À cela se sont ajoutés les efforts de toutes les directions d'administration centrale concernées, DGCS, sécurité sociale et budget, pour avancer la campagne budgétaire, les ESMS déjà installés étant financés par douzième. Cette procédure budgétaire dure soixante jours et démarre au moment où le directeur de la CNSA notifie les crédits de fonctionnement de l'année aux ARS. Alors qu'en 2012 cette notification avait eu lieu le 12 mai, elle a été faite le 10 avril en 2013 et le 29 avril en 2014. L'objectif est de faire en sorte que l'ensemble des questions financières relatives à la CNSA puissent être réglées le plus rapidement possible une fois la loi de financement de la sécurité sociale adoptée afin qu'on puisse déterminer la répartition des crédits et notifier les autorisations d'engagement aux ARS. Les progrès sont indéniables même si je ne peux pas me satisfaire d'une notification au 29 avril.
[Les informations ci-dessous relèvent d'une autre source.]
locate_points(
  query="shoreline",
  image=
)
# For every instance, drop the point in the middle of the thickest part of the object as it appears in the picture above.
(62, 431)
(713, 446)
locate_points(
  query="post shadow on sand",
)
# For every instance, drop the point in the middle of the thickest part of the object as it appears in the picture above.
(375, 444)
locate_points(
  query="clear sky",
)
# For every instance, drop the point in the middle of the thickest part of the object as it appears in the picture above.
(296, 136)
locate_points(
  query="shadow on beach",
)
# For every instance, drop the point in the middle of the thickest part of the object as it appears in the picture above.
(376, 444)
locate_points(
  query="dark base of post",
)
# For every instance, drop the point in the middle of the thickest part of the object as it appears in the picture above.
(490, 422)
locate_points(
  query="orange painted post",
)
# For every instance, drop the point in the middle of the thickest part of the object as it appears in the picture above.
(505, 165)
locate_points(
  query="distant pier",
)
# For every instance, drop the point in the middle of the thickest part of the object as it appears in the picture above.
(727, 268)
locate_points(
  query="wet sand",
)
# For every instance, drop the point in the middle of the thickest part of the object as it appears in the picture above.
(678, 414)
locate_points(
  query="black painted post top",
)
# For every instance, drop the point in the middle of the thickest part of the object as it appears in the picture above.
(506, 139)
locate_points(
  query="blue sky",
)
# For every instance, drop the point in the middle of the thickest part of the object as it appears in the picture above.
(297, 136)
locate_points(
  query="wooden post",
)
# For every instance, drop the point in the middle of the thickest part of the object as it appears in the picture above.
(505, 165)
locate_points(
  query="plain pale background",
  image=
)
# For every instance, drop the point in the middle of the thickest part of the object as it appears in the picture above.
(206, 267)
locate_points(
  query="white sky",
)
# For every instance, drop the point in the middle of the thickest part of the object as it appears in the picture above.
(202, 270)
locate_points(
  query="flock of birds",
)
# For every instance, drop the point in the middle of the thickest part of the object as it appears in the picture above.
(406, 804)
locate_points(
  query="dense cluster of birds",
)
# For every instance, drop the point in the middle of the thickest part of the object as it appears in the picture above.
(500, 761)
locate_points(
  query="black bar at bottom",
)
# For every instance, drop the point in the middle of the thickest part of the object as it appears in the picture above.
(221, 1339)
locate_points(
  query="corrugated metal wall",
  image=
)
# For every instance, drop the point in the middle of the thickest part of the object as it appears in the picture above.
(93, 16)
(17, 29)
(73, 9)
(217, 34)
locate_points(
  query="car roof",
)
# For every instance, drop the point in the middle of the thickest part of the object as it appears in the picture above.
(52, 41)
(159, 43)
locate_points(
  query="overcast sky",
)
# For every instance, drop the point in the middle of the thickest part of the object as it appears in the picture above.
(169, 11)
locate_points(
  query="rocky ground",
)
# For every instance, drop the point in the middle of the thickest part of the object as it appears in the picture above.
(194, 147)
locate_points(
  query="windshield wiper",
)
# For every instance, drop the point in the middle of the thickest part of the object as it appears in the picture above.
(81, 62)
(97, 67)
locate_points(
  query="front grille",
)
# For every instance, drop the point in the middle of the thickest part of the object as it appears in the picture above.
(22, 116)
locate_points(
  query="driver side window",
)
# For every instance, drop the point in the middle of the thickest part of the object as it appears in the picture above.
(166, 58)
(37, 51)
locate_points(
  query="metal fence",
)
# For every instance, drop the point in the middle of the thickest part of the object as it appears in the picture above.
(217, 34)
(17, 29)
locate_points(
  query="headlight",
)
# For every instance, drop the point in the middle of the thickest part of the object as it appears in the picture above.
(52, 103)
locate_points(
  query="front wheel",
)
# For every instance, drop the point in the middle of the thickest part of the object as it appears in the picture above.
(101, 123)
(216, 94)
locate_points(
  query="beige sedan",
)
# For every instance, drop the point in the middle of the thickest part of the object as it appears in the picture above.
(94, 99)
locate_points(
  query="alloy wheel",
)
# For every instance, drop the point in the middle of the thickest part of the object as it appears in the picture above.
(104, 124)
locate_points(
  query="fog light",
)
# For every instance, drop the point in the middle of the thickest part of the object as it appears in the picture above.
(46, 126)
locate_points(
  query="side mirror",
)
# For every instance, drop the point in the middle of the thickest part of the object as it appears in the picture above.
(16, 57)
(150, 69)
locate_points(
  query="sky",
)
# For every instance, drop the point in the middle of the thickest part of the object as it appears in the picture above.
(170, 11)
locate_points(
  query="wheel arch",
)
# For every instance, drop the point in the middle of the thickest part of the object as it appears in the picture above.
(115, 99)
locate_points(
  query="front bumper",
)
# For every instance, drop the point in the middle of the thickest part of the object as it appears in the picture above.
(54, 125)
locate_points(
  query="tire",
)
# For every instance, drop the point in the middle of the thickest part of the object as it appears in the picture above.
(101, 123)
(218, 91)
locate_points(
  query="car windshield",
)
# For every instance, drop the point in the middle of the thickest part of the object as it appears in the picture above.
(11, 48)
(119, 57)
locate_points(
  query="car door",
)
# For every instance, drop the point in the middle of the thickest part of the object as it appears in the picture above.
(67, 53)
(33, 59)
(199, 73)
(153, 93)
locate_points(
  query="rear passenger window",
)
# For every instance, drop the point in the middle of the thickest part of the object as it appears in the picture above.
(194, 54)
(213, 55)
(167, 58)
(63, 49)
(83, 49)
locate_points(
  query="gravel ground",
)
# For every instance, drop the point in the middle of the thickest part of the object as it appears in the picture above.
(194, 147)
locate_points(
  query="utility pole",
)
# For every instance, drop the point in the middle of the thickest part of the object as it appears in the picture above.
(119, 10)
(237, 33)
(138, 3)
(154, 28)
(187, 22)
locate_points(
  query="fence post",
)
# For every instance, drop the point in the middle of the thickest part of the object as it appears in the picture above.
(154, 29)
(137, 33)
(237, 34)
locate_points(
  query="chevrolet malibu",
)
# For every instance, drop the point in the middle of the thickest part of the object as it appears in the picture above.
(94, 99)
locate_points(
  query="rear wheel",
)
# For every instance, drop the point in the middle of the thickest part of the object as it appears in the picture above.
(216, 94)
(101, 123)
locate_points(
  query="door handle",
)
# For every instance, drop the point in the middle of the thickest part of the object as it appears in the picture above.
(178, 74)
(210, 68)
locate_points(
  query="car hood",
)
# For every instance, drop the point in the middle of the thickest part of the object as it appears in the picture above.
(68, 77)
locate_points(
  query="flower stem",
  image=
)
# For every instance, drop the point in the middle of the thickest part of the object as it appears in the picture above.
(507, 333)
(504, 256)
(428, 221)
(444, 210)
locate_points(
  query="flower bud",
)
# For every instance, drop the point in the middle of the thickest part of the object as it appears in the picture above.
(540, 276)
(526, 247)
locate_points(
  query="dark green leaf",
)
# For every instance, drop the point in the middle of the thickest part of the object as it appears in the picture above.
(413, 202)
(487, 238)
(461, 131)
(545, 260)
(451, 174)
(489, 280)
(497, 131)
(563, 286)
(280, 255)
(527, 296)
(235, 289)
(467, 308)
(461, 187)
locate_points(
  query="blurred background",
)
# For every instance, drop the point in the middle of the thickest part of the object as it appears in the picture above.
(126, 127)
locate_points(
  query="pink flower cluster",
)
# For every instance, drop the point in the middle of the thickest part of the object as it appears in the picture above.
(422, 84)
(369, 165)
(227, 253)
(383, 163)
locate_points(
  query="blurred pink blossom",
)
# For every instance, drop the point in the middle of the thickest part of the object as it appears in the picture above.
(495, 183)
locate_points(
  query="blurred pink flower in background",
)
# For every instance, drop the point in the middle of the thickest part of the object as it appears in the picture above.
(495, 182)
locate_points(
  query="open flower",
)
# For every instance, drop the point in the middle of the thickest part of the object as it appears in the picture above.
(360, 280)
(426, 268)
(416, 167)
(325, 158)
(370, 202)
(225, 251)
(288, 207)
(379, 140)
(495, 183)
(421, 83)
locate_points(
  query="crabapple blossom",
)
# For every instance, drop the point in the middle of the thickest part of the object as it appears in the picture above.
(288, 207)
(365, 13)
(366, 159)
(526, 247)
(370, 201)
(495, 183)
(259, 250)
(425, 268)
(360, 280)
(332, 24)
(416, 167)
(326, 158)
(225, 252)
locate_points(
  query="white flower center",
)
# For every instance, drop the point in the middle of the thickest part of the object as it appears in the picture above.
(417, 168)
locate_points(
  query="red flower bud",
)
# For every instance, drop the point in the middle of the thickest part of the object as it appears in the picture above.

Enfin, la CNSA a mis en place le système d'information Harmonisation et partage de l'information (HAPI), qui permet de suivre l'intégralité de la tarification des ARS depuis la campagne de 2013.
Ces trois mécanismes permettent un meilleur suivi de la consommation des crédits et donc de diminuer la sous-consommation de l'objectif global de dépense de la CNSA, soit l'addition des crédits de l'assurance maladie et de la part du produit de la CSA finançant la compensation collective. Cette sous-consommation est passée de 189 millions d'euros en 2012 à 156 millions d'euros en 2013, soit une baisse de 17,6 % – je rappelle qu'elle avait atteint 250, voire 350 millions d'euros les années précédentes. Cette diminution est due aussi à un meilleur ajustement du montant des crédits nécessaires. On a pu ainsi redistribuer des crédits aux ARS qui en avaient besoin.
L'ensemble de ces progrès ont été formalisés dans une convention d'objectifs et de gestion entre l'État et la CNSA conclue pour la période 2012-2015 et dont nous surveillons la bonne exécution dans le cadre d'un comité de suivi réunissant deux fois par an le directeur de la sécurité sociale, celui du budget et moi-même. Avec M. Luc Allaire, directeur de la CNSA, nous y suivons l'avancement des chantiers définis dans la COG.
L'ensemble de ces chantiers avance de façon convenable, à l'exception de la mise en oeuvre du système d'information partagé pour l'autonomie des personnes handicapées, le SipaPH, dont chacun d'entre nous a jugé les résultats insatisfaisants. La CNSA va malheureusement devoir mettre en place un nouveau système.